Like most of you,
I remember where I was on that terrible Tuesday morning an eternal decade ago.
I heard that something terrible had happened in New York City via car radio. I
was driving to campus to teach logic when what turned out to be the most
illogical and outrageous event in recent history took place.
That
first report had more ambiguity than clarity. Maybe it was only a tragic,
freakish accident. Maybe it was just a “crazy” in a cockpit. At that point, we
were thinking of all sorts of possibilities – and hoping for the best of the
worst of them.
We
got through class. I moved as quickly as I could to pick up student papers, get
back to my car, and head for a television set. With the radio on as I drove,
the less-sinister options had all but left the conversation. My country was
under attack – by some person or cult or country or what?
In
the 10 years since, the source of the attack has been identified. Military
responses have been planned, executed, and protested. London, Mumbai, and
cities other than our own have come under attack. In addition to the nearly
3,000 who died in New York, Washington, and Shanksville, twice that number have
died in the U.S. military. Two of them were young men I knew.
In
the 10 years since, we have had time to blame and excoriate. Politicians have
mastered the techniques of party polarization and personal ineffectiveness. (Is
there a statesman anywhere to be found?) The terrorists have succeeded in
frustrating us when we travel, helping to throw our economy into chaos, and
infecting all of us with a sense of apprehension about what could happen next.
But
I do remember at least one good thing that happened in the aftermath of that
awful day. America sensed – if only briefly – that we are one nation. Black and
white, Latino and Asian, Catholic and Protestant, Republican and Democrat, we
found ourselves standing together in unity. We showed intentional acts of
kindness to one another. We smiled at each other as if to reassure one another.

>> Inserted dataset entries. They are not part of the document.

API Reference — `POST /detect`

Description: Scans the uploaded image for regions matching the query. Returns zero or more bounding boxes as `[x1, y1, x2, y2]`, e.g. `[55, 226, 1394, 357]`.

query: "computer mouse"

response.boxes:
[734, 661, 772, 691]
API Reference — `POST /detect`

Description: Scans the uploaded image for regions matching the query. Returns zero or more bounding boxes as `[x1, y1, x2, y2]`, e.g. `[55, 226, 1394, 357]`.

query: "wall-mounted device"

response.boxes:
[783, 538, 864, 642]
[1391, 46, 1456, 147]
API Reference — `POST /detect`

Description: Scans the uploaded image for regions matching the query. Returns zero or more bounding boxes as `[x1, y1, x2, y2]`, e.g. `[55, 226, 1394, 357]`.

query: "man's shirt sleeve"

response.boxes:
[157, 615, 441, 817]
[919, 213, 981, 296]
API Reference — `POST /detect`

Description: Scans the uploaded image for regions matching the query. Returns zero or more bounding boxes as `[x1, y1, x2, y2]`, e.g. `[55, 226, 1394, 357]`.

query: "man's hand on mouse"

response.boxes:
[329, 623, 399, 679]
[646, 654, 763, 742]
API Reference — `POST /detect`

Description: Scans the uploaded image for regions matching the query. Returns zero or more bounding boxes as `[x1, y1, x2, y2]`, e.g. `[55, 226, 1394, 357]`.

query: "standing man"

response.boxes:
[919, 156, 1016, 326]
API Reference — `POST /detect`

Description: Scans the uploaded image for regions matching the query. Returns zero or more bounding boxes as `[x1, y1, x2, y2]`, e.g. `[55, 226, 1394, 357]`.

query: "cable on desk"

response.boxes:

We met together to pray across the lines of our different faiths.
Our
pain, confusion, and fear gave us a sense of being “one nation.” We even said
the pledge again that affirms we are “one nation under God.” But that ever-so-brief
period soon gave way to the old divisions and has seen new ones added. Negative
motivations do not generate positive outcomes that will endure.
That
awful day is deposited in a painful place in our memory banks forever. Living
in denial would not reverse history. So it is better to allow the memory of a
dark day that produced heroic first-responders, unselfish Ground Zero
volunteers, and patriotic service by so many to call us back to a strong sense
of unity grounded in our positive commitment to the common good, the Golden
Rule, and love that imitates that of One who gave himself for all.
If
only for a moment, we had a glimpse of a better way forward.